Yes, Google, Steve Jobs reportedly did want to go thermonuclear
It's Google CEO Larry Page in the blue (and red and yellow and blue again and green and red again) corner, and Steve Jobs biographer Walter Isaacson in the correct share of white corner in a battle for the ages -- was Steve Jobs genuinely ticked over Google copying the iPhone for Android, or was that just a lot of sound and fury to rally the Apple faithful?
Page kicked it off with comments in a recent Bloomberg interview:
I think the Android differences were actually for show. [...] I think that served their interests. For a lot of companies, it’s useful for them to feel like they have an obvious competitor and to rally around that. I personally believe that it’s better to shoot higher. You don’t want to be looking at your competitors. You want to be looking at what’s possible and how to make the world better.
Using an "enemy" as a way to focus and motivate your troops is an age-old strategy, and it works. Of course, Android had to be looking at its competitors to shift from a BlackBerry and Windows Mobile Standard-style device to an iPhone-style device shortly after January 2007. But Isaacson cries foul on the spin as a whole. Speaking at the Royal Institution, Isaacson said it was a repeat of Microsoft and the Mac UI all over again. And it wasn't just the copying of ideas but the "promiscuous" licensing of those copied ideas to others.

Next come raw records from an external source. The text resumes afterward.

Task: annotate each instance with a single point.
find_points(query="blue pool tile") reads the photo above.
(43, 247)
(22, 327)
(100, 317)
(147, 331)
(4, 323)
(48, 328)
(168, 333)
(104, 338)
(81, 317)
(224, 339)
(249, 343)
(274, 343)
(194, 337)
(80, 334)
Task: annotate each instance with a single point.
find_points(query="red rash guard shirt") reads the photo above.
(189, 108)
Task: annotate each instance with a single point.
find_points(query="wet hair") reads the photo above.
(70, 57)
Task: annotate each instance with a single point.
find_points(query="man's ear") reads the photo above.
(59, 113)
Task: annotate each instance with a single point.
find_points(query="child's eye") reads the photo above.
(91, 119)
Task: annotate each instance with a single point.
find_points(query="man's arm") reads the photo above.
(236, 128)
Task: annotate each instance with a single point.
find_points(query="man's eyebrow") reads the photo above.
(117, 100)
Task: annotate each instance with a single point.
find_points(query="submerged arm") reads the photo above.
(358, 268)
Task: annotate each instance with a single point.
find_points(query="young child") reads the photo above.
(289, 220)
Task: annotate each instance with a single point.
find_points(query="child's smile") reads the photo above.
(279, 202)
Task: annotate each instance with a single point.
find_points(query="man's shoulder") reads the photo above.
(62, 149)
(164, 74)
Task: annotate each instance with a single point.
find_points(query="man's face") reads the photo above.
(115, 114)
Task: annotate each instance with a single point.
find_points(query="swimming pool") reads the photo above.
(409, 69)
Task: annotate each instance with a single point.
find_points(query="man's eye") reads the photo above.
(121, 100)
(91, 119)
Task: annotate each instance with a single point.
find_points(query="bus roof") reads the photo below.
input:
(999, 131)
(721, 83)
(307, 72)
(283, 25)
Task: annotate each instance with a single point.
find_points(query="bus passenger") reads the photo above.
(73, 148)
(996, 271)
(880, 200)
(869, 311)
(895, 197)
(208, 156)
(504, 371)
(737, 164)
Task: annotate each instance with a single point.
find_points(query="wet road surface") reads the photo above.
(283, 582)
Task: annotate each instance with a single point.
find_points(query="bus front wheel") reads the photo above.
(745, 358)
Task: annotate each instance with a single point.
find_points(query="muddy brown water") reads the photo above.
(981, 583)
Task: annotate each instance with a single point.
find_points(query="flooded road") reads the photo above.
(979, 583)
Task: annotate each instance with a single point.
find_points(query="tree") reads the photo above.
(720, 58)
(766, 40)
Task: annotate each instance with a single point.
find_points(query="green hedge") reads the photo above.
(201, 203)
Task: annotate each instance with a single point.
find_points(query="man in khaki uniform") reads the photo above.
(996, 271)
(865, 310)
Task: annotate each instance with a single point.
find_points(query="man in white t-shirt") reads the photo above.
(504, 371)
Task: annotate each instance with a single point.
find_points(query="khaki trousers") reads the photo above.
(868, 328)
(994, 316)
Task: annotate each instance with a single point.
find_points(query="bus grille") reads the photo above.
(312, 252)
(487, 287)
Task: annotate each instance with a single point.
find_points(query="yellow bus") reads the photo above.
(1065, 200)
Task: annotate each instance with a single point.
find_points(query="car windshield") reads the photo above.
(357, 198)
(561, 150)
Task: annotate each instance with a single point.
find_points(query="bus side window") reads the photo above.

[The Microsoft Windows situation was] almost copied verbatim by Android. And then they licence it around promiscuously. And then Android starts surpassing Apple in market share, and this totally infuriated him. It wasn't a matter of money. He said: 'You can't pay me off, I'm here to destroy you'.
Jobs previous quote read, in part:
I will spend my last dying breath if I need to, and I will spend every penny of Apple’s $40 billion in the bank, to right this wrong. I’m going to destroy Android, because it’s a stolen product. I’m willing to go thermonuclear war on this.
Steve Jobs passed away last year so can't set the record straight, if indeed the record on something like this even needs to be set straight. Tim Cook runs Apple now, so he and his board and his executive team now determine Apple's response to Google and Android. (Hint: He's often said he's in favor of competition, but prefers them to come at Apple with their own innovations.)
It is interesting to hear Page's account, however. If nothing else, it shows what the person currently running Google wants us to think, and maybe that means a better relationship could once again be possible?